Maximizar as potencialidades da autonomização significaria, pois, para Perrenoud (2003), que as escolas adotassem curricula flexíveis que se adaptassem às especificidades dos contextos locais e às realidades – plurais e diversas – dos alunos e das suas famílias. As escolas deveriam fixar objetivos considerados razoáveis, isto é, aqueles que conseguem ser concretizados pela generalidade dos alunos sem recurso nem a reprovações nem a apoio pedagógico extraescolar. No sentido de possibilitar essa flexibilização e essa razoabilidade dos curricula, as autoridades educativas apenas deveriam elencar “objetivos de formação de alto nível” (p.115) a serem concretizados por cada estabelecimento de ensino, não especificando os conteúdos programáticos a lecionar. Seria, portanto, necessário que as escolas encontrassem um “outro equilíbrio entre as duas lógicas principais do sistema educativo” (p.113): a preparação da elite para o prolongamento dos estudos – função que, do seu ponto de vista, continua a prevalecer – e a veiculação aos restantes, independentemente do seu projeto escolar, de uma cultura geral, considerada por algumas vozes críticas como uma espécie de “SMIG13cultural” (Dubet e Duru-Bellat, 2000, p.173). Norteada pelo “princípio da educabilidade de todos” (Perrenoud, 2003), a escola promoveria, através do estabelecimento de objetivos exequíveis para todos, a democratização do sucesso e não a sua elitização pela via da exclusão dos menos “capazes”.

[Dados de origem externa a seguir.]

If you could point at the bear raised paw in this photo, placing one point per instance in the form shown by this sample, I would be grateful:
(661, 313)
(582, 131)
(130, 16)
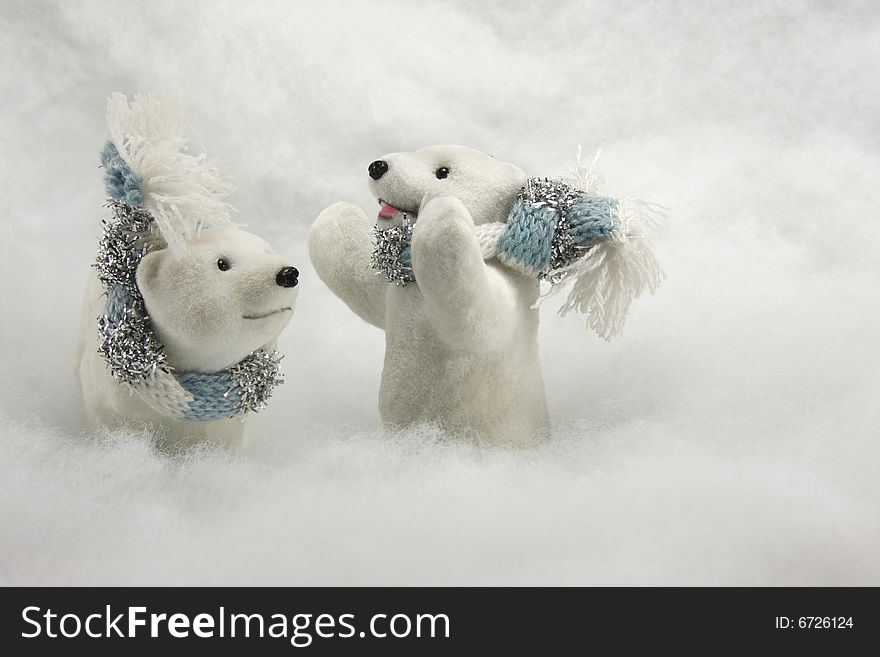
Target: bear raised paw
(462, 337)
(452, 270)
(181, 317)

Uma escola eficaz pressupõe ainda, para o investigador suíço, o exercício não de uma autoridade burocrática mas de uma liderança profissional que não se restrinja à gestão de questões escolares, como os horários, os equipamentos ou os orçamentos. Um diretor com “liderança pedagógica e transformacional” (p.112) deverá ser capaz de conciliar a realização daquelas tarefas com o envolvimento ativo na elaboração e concretização do projeto escolar e na promoção da melhoria e inovação pedagógica; ou, como afirma Bolívar (2003), a direção escolar deve levar a cabo tarefas administrativas e de liderança educativa. Assim, um líder eficaz deverá, na sua opinião, “dar espaço de manobra” (p.255) à organização escolar,

trabalhando como um catalisador de ideias e de vontades provenientes dos diferentes agentes educativos no sentido, nomeadamente, da resolução dos problemas organizacionais e da melhoria da escola. Balizadas, preferencialmente, pelo vetor moral – convicções e ideais –, as funções da liderança vão desde “(…) facilitar diferentes tarefas, oferecer e difundir uma «visão» da organização e do ensino, a estruturação da escola como local de trabalho, a participação na tomada de decisões e a partilha de diversas responsabilidades, até ter metas claras e prestar apoio à sua consecução” (p.257). Fullan e Hargreaves (2000) destacam o papel do líder enquanto promotor da cultura específica da escola e agente – não autocrático mas cooperativo –, que compreende a cultura da escola, que evita ordenar, que valoriza os docentes, que estabelece os aspetos organizativos mais importantes e que promove a ligação com o meio externo à escola. A eficácia da liderança não é, porém, independente do contexto organizativo (Revez, 2004). Analisando o processo de liderança em articulação com as dimensões organizacionais, Beare et al. (1989) salientam a importância de o líder – não transacional mas sim transformacional, como postula Perrenoud (2003) – definir uma visão para o futuro da escola que seja partilhada pelos restantes membros da organização, garantindo a adesão de todos em torno de um projeto comum e a partilha de significados (nomeadamente, através do recurso a símbolos ou a metáforas). O líder deverá, assim, assumir-se como um “empresário dos valores” (Greenfield em Beare et al., 1989, p.110), capaz de difundir a cultura organizacional. Privilegiando a tomada das decisões de forma colegial e partilhada, o líder terá de ser capaz de conciliar os aspetos técnicos (organização e planeamento), educativos (identificar as necessidades dos alunos e desenhar currículos escolares) e humanos, “(…) construindo e mantendo a moral, encorajando o crescimento e a criatividade e envolvendo as pessoas nos processos de decisão” (Beare et al., 1989, p.114). Nesta capacidade de “implicação” de toda a comunidade educativa reside, segundo Bolívar (2003), uma das chaves para a melhoria das aprendizagens dos alunos – afinal, “(…) a missão última que justifica a experiência escolar (…)” (p.19).